As legal practitioners, our clients come to us to enable them to understand the law. They are then able to make informed decisions about their legal rights.
For many clients, this enabling requires great skill on our part. Often, it will be their first encounter “with the law”. There may also be capacity, educational, family or cultural dynamics making it harder for us to enable them to understand.
The case of Legal Minds P/L t/as Legal Minds v Ebsworth [2022] NSWSC 1420 saw the solicitor dealing with an elderly client of limited education, in poor health, and part of a family dynamic of mutual support. He attempted to enter into a costs arrangement with her. This particular arrangement would have made her liable for both her own and her sister’s legal fees, and provided him with security over her home.
As always, these cases turn on their own facts, but some issues to contemplate include:
- The solicitor acting for both the woman and her sister in both family law proceedings, where the woman was a respondent to the sister’s application, and debt recovery proceedings, where the woman was the guarantor of her sister’s borrowing.
- Personal costs orders being made against solicitors for ill-conceived proceedings.
- How far a solicitor needs to go in ensuring a client obtains independent legal advice before agreeing to a costs agreement or to the solicitor acting for parties with conflicting interests.

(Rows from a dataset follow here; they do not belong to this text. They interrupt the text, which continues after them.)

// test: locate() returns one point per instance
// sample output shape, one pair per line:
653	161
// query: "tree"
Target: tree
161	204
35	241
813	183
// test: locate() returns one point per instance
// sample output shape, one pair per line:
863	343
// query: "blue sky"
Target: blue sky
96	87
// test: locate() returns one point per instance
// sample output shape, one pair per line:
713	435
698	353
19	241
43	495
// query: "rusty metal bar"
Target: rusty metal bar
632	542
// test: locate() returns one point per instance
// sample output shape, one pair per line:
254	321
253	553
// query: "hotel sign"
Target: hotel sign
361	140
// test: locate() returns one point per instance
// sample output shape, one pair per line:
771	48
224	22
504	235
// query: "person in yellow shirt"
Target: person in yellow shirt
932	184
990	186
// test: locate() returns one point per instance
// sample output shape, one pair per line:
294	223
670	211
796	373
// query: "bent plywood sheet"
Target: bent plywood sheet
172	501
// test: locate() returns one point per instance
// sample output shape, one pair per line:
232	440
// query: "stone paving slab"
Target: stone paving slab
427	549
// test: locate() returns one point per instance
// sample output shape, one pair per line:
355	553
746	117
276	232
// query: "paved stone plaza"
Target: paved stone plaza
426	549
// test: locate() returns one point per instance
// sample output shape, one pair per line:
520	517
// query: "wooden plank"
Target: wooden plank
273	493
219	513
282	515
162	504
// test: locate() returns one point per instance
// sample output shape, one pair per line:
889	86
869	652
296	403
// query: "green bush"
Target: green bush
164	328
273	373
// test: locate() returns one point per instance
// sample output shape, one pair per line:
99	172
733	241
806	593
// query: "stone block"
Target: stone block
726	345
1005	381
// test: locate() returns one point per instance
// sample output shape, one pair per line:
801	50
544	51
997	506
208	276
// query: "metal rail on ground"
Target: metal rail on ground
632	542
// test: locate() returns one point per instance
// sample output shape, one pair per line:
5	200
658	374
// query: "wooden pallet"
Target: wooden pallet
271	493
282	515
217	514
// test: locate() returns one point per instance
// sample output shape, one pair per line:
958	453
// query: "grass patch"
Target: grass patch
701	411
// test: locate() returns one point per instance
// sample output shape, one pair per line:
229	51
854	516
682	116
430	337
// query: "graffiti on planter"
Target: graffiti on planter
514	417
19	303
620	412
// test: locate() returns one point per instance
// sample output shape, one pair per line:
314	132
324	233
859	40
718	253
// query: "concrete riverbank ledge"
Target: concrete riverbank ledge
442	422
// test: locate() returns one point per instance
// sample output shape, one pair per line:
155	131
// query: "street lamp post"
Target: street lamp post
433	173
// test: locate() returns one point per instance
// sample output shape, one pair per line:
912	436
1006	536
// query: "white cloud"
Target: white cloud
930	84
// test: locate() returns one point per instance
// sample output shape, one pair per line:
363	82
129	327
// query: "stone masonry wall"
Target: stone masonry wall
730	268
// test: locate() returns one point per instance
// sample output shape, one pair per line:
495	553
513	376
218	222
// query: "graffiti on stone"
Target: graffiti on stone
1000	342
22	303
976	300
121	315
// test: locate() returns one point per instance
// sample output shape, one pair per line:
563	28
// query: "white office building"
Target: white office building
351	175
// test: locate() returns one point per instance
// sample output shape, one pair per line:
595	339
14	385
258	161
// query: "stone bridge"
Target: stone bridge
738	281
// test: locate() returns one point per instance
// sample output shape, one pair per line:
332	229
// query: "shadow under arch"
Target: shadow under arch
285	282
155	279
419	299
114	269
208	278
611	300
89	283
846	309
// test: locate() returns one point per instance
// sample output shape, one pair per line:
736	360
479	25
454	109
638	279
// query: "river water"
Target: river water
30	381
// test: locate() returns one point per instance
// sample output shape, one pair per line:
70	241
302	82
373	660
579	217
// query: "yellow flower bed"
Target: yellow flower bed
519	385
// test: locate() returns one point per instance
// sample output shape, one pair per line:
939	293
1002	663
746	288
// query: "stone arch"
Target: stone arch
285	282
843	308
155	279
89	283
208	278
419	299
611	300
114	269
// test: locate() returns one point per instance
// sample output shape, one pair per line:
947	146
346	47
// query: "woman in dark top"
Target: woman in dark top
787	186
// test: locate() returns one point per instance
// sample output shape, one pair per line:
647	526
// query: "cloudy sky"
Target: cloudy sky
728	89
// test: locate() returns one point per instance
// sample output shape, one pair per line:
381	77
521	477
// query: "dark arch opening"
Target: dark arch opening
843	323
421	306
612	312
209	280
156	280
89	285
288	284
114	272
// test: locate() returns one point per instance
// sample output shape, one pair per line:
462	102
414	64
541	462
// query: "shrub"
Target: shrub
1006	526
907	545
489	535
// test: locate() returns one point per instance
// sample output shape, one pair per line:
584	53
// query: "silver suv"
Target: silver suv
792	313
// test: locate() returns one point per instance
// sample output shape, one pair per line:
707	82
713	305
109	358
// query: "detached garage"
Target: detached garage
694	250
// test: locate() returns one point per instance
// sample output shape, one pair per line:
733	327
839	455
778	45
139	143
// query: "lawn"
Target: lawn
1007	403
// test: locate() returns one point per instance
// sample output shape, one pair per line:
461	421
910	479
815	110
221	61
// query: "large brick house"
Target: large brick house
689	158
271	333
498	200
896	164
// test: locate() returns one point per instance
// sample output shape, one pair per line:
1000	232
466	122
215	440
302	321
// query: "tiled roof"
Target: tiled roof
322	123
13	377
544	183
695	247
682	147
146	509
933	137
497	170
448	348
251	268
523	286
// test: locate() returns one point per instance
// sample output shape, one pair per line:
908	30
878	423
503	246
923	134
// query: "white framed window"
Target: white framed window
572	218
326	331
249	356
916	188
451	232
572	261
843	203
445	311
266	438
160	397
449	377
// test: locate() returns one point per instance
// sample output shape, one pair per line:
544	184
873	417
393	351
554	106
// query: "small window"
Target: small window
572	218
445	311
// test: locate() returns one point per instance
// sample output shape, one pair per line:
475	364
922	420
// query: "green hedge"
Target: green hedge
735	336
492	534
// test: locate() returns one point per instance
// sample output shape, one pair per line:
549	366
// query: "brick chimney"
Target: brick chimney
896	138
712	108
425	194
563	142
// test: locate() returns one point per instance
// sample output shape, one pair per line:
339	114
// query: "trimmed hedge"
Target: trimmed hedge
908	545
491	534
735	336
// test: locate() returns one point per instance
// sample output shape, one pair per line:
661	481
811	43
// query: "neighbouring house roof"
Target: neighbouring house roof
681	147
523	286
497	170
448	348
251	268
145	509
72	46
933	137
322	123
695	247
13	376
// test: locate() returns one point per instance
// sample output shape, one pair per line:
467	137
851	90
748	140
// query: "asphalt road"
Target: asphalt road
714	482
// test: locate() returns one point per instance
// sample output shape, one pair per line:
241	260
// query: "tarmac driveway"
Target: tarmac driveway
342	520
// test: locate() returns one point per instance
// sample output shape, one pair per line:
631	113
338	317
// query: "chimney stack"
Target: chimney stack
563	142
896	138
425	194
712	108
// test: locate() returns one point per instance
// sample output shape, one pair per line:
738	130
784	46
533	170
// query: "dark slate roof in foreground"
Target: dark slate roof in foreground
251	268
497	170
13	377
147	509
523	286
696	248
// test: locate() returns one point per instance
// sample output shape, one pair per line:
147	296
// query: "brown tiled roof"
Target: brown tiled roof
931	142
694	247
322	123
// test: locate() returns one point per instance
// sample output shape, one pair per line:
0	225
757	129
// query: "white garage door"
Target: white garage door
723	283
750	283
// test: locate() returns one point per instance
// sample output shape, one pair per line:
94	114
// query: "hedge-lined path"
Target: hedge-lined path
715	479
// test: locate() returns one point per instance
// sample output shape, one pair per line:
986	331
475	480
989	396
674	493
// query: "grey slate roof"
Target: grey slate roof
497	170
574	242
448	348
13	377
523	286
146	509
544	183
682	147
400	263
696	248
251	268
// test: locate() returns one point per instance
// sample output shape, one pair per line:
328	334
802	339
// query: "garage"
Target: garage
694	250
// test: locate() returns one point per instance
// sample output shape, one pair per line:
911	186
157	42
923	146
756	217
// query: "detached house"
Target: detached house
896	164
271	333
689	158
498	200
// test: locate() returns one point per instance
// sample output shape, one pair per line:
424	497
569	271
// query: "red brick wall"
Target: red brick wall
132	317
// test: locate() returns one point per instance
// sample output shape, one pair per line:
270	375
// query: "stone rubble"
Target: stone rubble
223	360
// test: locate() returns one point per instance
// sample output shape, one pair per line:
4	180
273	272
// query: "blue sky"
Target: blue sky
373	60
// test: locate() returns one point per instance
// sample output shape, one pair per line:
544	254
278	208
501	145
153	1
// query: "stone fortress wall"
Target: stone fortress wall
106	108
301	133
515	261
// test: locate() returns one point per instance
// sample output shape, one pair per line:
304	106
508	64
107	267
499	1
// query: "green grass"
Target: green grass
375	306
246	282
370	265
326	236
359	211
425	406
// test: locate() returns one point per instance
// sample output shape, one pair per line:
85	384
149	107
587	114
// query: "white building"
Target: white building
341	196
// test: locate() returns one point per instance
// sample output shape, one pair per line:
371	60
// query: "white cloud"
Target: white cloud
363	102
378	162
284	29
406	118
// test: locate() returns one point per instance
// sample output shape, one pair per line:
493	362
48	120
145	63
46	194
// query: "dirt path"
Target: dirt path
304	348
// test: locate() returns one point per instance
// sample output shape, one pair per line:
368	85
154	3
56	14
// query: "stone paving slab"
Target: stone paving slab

- A solicitor not being entitled to be paid if they act for parties with conflicting interests because it is a breach of the solicitor’s fiduciary duties.
- The implications of the Contracts Review Act 1980 (NSW) as an alternative avenue for client redress. Unfairness may arise from the trust a client reposes in their solicitor and also from alternative communications with clients who do not have their own email account.
We as legal practitioners are the critical link to our clients’ understanding of the law. It is an honour but also a heavy burden.